Ainda era cedo e, talvez por isso, a sala de paredes cor-de-rosa e teto azul estava vazia. Mas ouvimos uma voz na cozinha e avançámos. De lá vimos uma cabeça a espreitar. Era Aida, a proprietária do Grota, o restaurante que, ainda sem sabermos, ia revelar-se a surpresa da viagem.

Limpa as mãos ao avental, ajeita a mola que lhe prende o cabelo pintado em tons de louro e começa a explicar. “Well, aqui não ser bem restaurante. Estou a fazer o almoço para os pescadores que vieram agora do mar, you see. Se quiserem faço para vocês também.” Ainda a recuperar deste discurso entre o português e o inglês americanizado, demos um passo em frente e só não nos atirámos de cabeça para a cozinha quando ela disse o que tinha na panela porque ainda não tínhamos criado laços suficientemente fortes. “É canja de peixe.” Nunca duas palavras fizeram tanto sentido juntas na mesma frase.

A Aida

Aqui não há prato do dia, não há menu, não existem mesas reservadas nem lista de entradas ou sobremesas.

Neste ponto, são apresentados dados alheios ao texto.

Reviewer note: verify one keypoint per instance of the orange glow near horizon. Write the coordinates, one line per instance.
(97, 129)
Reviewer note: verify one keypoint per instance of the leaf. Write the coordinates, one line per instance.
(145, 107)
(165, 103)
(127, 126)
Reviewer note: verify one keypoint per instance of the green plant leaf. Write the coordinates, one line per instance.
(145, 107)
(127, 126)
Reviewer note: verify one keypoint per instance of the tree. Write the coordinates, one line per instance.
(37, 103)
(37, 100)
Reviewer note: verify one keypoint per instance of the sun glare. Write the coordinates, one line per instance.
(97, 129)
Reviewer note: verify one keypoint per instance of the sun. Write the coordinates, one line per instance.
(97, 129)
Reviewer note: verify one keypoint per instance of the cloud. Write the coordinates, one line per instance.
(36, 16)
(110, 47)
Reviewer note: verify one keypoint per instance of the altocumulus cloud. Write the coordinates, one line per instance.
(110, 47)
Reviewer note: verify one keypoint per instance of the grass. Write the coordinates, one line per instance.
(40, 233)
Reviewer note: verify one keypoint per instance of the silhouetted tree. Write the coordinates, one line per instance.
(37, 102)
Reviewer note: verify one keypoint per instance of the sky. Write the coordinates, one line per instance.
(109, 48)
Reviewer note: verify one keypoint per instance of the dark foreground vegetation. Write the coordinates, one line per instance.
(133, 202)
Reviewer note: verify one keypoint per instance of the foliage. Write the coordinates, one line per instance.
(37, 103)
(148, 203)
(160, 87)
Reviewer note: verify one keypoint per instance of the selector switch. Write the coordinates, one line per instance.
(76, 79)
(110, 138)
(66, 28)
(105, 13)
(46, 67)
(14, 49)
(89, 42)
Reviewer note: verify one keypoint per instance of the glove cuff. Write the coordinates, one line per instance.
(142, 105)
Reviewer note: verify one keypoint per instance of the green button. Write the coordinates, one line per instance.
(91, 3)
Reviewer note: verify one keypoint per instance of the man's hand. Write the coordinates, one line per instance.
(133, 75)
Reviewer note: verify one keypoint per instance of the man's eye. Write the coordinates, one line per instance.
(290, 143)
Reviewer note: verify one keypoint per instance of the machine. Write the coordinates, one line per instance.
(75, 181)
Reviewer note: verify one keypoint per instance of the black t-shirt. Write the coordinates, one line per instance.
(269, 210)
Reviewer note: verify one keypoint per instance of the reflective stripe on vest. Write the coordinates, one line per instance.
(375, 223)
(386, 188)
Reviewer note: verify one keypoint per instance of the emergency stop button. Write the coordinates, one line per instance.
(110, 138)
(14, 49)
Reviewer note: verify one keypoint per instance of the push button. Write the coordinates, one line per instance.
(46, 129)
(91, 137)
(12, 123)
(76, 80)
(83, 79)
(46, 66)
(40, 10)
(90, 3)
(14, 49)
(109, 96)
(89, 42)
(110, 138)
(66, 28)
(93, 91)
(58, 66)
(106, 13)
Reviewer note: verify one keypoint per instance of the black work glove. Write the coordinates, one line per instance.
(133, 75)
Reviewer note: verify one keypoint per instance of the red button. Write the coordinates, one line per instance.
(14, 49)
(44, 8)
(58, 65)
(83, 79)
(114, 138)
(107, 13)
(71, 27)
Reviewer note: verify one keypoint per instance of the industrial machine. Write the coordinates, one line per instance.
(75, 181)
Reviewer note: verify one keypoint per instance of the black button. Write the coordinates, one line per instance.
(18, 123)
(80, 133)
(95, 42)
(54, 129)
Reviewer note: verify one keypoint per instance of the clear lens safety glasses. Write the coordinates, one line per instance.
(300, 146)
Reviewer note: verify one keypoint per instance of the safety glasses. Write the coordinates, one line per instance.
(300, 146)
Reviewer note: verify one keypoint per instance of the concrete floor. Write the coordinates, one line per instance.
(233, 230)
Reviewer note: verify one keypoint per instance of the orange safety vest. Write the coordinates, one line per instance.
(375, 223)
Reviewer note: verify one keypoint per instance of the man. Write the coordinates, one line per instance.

Aqui há a Aida que todos os dias abre o restaurante como se fosse o prolongamento de sua casa e é por isso que todos comem aquilo que ela decide cozinhar no dia.

O peixe vem dos pescadores vizinhos, o pão vem de uma padaria local, os legumes são da horta que tem em casa e os biscoitos de orelha – outra das especialidades da ilha e que oferece com o café – são feitos pelas primas. “É tudo caseiro, tudo feito com o coração”, garante, mas nem precisava de dizer. Numa catadupa de palavras soltas nas duas línguas, Aida fala com as mãos cheias de anéis, os braços sempre abertos e olhos grandes, que servem de espelho a uma vida cheia.

Emigrou para os Estados Unidos com os pais em criança e por lá ficou, mesmo que o resto da família tivesse voltado para a ilha e para o Grota, um restaurante que, à época, era uma instituição. “Toda a gente da ilha vinha cá parar, era festas até de madrugada.” Tudo isto, lembra, feito com a energia de um gerador e com bacias onde ela e a mãe levavam a loiça para lavar em casa, quando a água faltava no restaurante.

A dinâmica era gira, mas não o suficiente para que Aida voltasse dos Estados Unidos, o que só aconteceu quando, com a morte dos pais, não quis ver morrer também este espaço que já não era só da família, era da ilha. “Eu até ajudava sempre que vinha a Santa Maria de férias, mas não me via a viver cá para sempre”, conta, ao lembrar um passado que só tem dois anos mas que já lhe parece demasiado distante. Afinal, Aida voltou e quer ficar aqui para sempre.